Die Ivanti Neurons-Plattform bietet verschiedene Möglichkeiten, um Prüfpfade zu erhalten und brücksichtigt dabei ein breites Spektrum an Bedürfnissen. Jede Option ist für eine bestimmte Situation konzipiert:

  • Schnelle Untersuchung

    Verwenden Sie die Prüfpfade zur schnellen Fehlerbehebung. Sie können 30 Tage lang nach Protokollen suchen, um Probleme zu diagnostizieren und Vorfälle zu verfolgen, sobald sie auftreten.

  • Einhaltung gesetzlicher Vorschriften

    Planen Sie automatisierte Berichte, die Daten über bis zu 90 Tage direkt an Ihre E-Mail-Adresse senden.

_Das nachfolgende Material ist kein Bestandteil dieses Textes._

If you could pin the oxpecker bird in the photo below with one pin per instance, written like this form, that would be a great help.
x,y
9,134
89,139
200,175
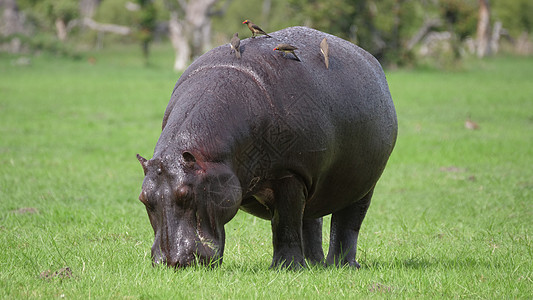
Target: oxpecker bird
x,y
254,28
286,48
324,48
235,44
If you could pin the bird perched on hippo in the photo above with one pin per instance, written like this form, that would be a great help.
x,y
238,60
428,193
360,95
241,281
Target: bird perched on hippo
x,y
286,141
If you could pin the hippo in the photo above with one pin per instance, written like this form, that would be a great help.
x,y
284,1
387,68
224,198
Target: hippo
x,y
285,140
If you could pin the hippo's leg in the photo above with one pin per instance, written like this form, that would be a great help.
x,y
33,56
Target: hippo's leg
x,y
312,239
287,223
345,225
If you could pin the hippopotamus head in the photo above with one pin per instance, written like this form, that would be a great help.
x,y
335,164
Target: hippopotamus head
x,y
188,202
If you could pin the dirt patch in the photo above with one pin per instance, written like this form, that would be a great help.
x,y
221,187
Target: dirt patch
x,y
61,273
379,288
26,210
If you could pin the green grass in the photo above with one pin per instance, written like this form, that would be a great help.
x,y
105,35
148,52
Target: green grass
x,y
451,216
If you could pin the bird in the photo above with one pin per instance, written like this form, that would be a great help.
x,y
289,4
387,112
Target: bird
x,y
254,28
235,44
324,48
286,48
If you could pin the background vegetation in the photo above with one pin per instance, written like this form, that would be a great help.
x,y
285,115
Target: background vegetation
x,y
397,32
451,216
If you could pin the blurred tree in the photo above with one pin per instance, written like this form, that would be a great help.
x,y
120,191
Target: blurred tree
x,y
483,29
88,8
146,25
190,27
380,27
60,12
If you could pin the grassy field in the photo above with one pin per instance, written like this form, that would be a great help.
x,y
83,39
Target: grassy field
x,y
451,216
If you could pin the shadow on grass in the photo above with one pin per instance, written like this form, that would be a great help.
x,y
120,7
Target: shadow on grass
x,y
423,263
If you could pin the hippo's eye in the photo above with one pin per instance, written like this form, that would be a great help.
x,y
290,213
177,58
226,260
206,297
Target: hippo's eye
x,y
144,200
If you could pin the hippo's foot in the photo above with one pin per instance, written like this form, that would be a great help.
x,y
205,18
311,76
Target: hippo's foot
x,y
345,225
343,263
291,263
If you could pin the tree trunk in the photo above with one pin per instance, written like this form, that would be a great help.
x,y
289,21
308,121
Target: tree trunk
x,y
177,34
10,19
483,29
190,35
61,29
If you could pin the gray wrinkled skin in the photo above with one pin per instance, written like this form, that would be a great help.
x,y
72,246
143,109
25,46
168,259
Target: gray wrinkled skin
x,y
284,140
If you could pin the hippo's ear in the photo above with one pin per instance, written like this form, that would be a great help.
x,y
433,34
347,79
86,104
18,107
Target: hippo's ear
x,y
144,163
189,159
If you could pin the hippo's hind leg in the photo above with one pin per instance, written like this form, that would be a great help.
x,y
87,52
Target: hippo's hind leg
x,y
287,222
312,239
345,225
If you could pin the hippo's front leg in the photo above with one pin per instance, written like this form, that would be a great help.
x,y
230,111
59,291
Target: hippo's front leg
x,y
312,239
289,201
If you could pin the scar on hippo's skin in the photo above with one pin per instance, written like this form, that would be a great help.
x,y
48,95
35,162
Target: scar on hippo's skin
x,y
324,48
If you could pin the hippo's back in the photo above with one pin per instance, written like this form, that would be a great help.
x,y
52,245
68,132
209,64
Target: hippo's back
x,y
270,115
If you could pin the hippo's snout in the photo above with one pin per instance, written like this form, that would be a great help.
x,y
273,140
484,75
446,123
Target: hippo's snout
x,y
201,255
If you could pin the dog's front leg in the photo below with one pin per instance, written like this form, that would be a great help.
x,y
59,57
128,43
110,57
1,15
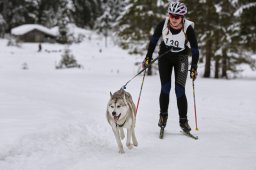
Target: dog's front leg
x,y
118,140
129,135
134,139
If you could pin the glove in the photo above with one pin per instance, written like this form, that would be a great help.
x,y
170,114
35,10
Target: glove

Diese Funktion eignet sich ideal für die Aufbewahrung von Aufzeichnungen, regelmäßige Audits und langfristige Überprüfungen.

  • Integration von Sicherheitsinformationen und Ereignismanagement (SIEM)

    Nutzen Sie den Azure Blob Storage Connector oder den Splunk HEC Connector oder den Amazon S3 Connector, um Protokolle in Ihren Cloudspeicher zu exportieren oder sie in SIEM-Tools von Drittanbietern einzulesen. Wenn Sie den Connector so konfigurieren, dass Protokolle alle 30, 45 oder 60 Minuten gesendet werden, unterstützen Sie damit die automatisierte Langzeitspeicherung und die Integration in Ihren vollständigen Sicherheitsüberwachungs-Stack.

    Vergleichen von Prüfpfad-Zugriffsmethoden

    In der folgenden Tabelle finden Sie einen ausführlichen Vergleich der verschiedenen Möglichkeiten für den Zugriff auf Prüfpfade in der Ivanti Neurons Platform:

    Funktion/Methode Datenaufbewahrung Integration Idealer Anwendungsfall
    Audit Trails 30 Tage Keine Sofortige Fehlerbehebung, aktive Überwachung.
    Audit Trails-Bericht 90 Tage Manueller Download aus E-Mail Compliance-Audits, regelmäßige Archivierung, regelmäßige Überprüfung.
    Azure Blob Storage Connector Kontinuierlicher Export der Protokolle alle 30, 45 oder 60 Minuten SIEM über Azure Zentraler Speicher, SIEM-Pipeline-Integration, Protokollaggregierung.
    Splunk HEC Connector Kontinuierlicher Export der Protokolle alle 30, 45 oder 60 Minuten Splunk Enterprise Erweiterte Analysen, zentrale Korrelation, Bedrohungserkennung.

    Amazon S3-Connector

    Kontinuierlicher Export der Protokolle alle 30, 45 oder 60 Minuten

    Amazon S3

    Um Protokolle weiter zu verarbeiten, die in Ihrem S3-Bucket gespeichert sind, können Sie die Protokolle mit Logstack oder einem vergleichbaren Aufnahmetool aus S3 abrufen und in Elasticsearch aufnehmen. Dies ermöglicht eine nahtlose Integration Ihrer gespeicherten Protokolldaten in Ihren ELK-Stack für eine verbesserte Suche und Analyse.

    Wichtige Hinweise

  • Audit-Protokolle werden erfasst, wenn Sie eine Remotesteuerungssitzung initiieren. Aufgrund des Systemdesigns werden der Verbindungsstatus und die vollständigen Sitzungsdetails möglicherweise nicht angezeigt. Auditdatensätze zeigen zwar Initiierungsereignisse an, enthalten jedoch möglicherweise nicht alle Verbindungsergebnisse.

  • Aufgrund von Unterschieden bei der Datenverarbeitung und -speicherung werden Audit-Trail-Einträge möglicherweise nicht gleichzeitig in der Benutzeroberfläche, in Berichten oder in Exporten ausgehender Connectors angezeigt. Es kann vorkommen, dass ein Eintrag erst an einer Stelle und dann an einer anderen angezeigt wird. In der Regel werden verzögerte Einträge in den nächsten geplanten Bericht oder Durchlauf des ausgehenden Connectors eingeschlossen.

  • Die Audit-Protokolle-Benutzeroberfläche und der Direktexport zeigen bis zu 10.000 Datensätze an. Wenn Sie weitere Datensätze für einen Zeitraum von 30 Tagen benötigen, verwenden Sie Berichte, um alle Einträge zu exportieren, oder wenden Sie Filter in der Benutzeroberfläche an, um Ihre Ergebnisse einzugrenzen.